Welcome to the site!


----------



## scrapiron (Aug 18, 2011)

I am near the Cherrydale area, holler if you need any help.


----------



## AmericasBeekeeper (Jan 24, 2010)

Welcome SCB!


----------



## sfisher (Sep 22, 2009)

Hello scbeek, I have a nephew in Anderson that just started keeping bees this year, isnt that close to you?


----------



## SCBeek (Mar 20, 2012)

Yes sir, it isn't but a 20m drive from where I live. He is also close to Clemson University, where they teach how to become a Certified Master Beekeeper. They are also doing a lot of honeybee research at Clemson. He has great resources in his backyard.


----------



## beecole (Nov 25, 2011)

Welcome !

I'm in Reidville. Glad to have you join the fun.


----------



## Adam Westbury (Apr 24, 2012)

SCBeek said:


> Yes sir, it isn't but a 20m drive from where I live. He is also close to Clemson University, where they teach how to become a Certified Master Beekeeper. They are also doing a lot of honeybee research at Clemson. He has great resources in his backyard.

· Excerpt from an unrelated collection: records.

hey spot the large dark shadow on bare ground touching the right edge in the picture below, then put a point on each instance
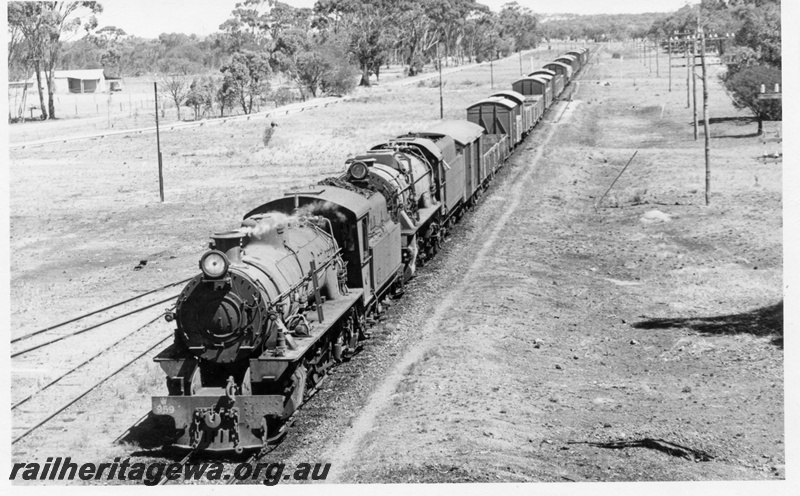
(765, 321)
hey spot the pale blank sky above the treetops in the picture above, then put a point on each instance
(149, 18)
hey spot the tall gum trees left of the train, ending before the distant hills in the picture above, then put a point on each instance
(322, 50)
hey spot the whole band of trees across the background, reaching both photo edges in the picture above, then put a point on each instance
(337, 44)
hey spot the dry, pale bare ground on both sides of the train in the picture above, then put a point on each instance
(547, 324)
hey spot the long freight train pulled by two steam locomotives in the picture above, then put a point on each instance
(293, 290)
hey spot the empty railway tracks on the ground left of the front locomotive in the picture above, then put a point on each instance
(49, 378)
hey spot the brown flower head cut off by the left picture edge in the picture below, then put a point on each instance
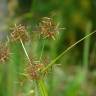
(4, 53)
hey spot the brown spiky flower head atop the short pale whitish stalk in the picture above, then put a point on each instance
(19, 32)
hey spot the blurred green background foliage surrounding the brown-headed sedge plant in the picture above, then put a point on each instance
(75, 72)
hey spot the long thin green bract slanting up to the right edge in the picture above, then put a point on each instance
(70, 47)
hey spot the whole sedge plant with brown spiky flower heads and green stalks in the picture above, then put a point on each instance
(36, 70)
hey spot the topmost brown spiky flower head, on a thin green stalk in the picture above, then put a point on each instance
(48, 28)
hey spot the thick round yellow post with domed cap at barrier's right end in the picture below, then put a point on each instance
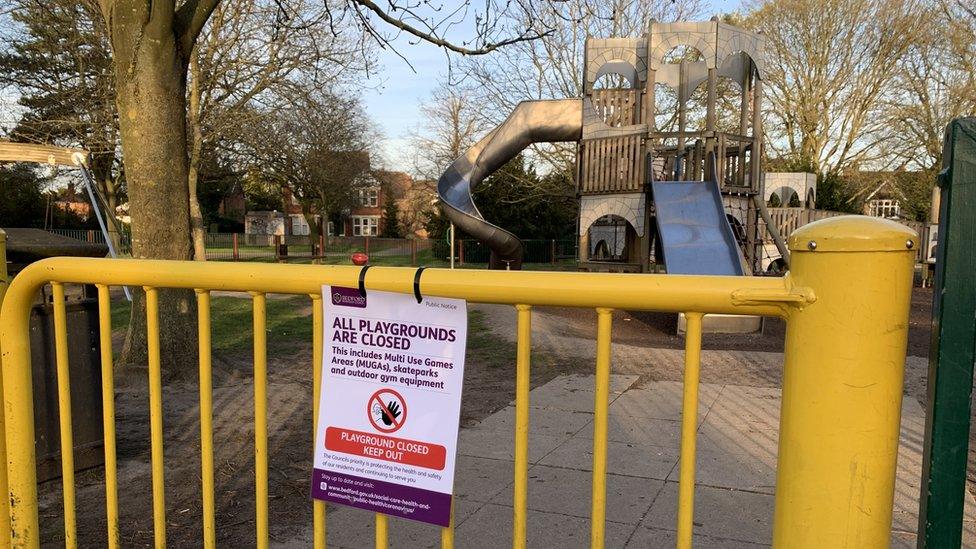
(842, 383)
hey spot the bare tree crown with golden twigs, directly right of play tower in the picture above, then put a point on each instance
(829, 65)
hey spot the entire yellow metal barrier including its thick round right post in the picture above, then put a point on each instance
(846, 306)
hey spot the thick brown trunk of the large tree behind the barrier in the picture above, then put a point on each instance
(151, 97)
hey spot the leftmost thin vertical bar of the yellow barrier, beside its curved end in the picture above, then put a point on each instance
(64, 415)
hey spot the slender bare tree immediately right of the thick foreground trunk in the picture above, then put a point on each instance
(248, 61)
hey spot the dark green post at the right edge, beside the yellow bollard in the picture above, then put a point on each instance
(953, 350)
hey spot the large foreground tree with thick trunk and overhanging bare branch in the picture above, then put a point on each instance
(152, 45)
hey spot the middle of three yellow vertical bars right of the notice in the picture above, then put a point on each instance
(601, 404)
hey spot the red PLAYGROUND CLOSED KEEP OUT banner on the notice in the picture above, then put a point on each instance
(397, 450)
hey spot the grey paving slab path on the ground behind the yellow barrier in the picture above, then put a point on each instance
(737, 438)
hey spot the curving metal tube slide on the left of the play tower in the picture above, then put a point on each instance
(531, 122)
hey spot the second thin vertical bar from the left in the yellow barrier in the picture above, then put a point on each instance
(108, 415)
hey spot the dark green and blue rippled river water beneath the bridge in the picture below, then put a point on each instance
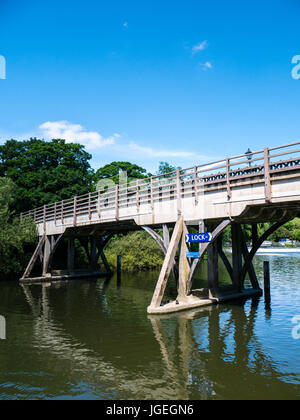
(94, 340)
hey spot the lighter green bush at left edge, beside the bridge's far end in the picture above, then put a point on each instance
(15, 237)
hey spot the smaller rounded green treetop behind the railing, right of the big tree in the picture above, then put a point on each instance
(113, 169)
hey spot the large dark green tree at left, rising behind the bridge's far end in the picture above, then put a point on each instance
(45, 172)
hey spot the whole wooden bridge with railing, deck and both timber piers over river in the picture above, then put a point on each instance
(252, 188)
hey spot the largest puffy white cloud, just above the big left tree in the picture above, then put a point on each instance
(75, 133)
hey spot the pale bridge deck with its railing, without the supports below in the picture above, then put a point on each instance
(263, 186)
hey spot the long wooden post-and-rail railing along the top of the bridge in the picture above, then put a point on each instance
(193, 181)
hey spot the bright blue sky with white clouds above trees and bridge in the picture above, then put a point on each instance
(183, 82)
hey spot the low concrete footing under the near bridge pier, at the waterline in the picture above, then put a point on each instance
(191, 302)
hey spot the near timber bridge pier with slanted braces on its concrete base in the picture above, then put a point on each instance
(187, 297)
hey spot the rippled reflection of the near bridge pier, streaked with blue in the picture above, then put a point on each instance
(232, 348)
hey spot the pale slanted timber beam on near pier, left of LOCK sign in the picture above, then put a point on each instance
(167, 265)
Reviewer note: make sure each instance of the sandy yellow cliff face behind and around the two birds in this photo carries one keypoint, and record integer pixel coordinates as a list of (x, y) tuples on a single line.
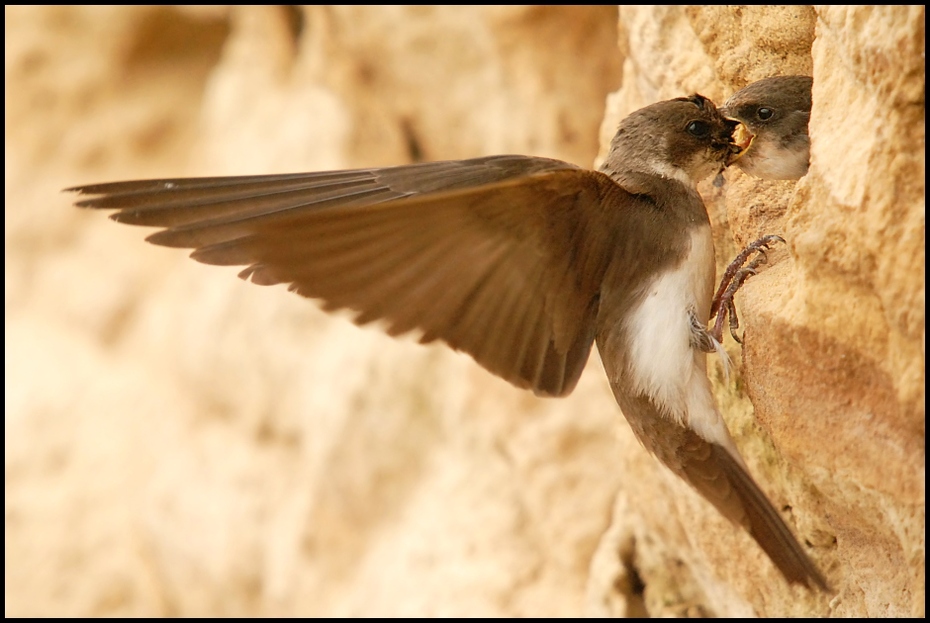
[(180, 442)]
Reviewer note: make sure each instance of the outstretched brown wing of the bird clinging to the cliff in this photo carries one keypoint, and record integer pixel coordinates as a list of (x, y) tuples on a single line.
[(500, 257)]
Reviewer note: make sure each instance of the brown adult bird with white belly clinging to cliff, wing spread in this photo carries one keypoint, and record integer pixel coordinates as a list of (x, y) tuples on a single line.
[(521, 262)]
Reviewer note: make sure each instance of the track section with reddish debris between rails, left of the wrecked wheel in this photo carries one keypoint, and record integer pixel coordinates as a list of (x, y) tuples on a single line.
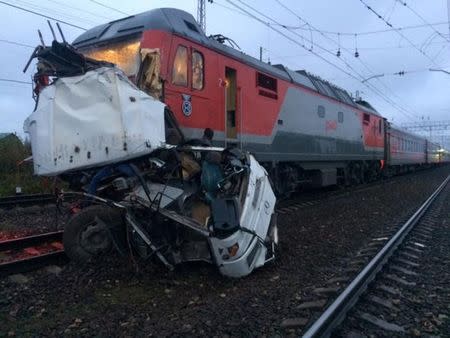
[(31, 253)]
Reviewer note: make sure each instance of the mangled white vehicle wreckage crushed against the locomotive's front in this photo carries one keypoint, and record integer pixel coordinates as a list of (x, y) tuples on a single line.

Hey it's his nephew. Here in Anderson, I didn't know Clemson had a class. There is some beginner's bee keepers doing a class in Anderson but it's just informative not for any certification or anything. I will look it up in Clemson and see what the deal is! So far my hives are going pretty good.


----------



## SCBeek (Mar 20, 2012)

So here is the link for some information about the classes being given at Clemson. It also has a really nice "fact-sheet" page. I can't find anything else, but it doesn't seem that the classes are being given this summer. Hope this helps Adam and anyone else in the area. 

http://www.clemson.edu/extension/beekeepers/


----------



## cjisler (Feb 5, 2012)

Howdy, scbeek. I'm just a little ways from you in Lyman. Just retired from teaching HS chemistry for 31 years at Byrnes and installed my first two hives on Apr 6. Always wanted bees since watching Papa work them on his dairy down near the Ware Place. I took the sc certification class in Spartanburg this year. Amazing!
Go, Rebels
Carol


----------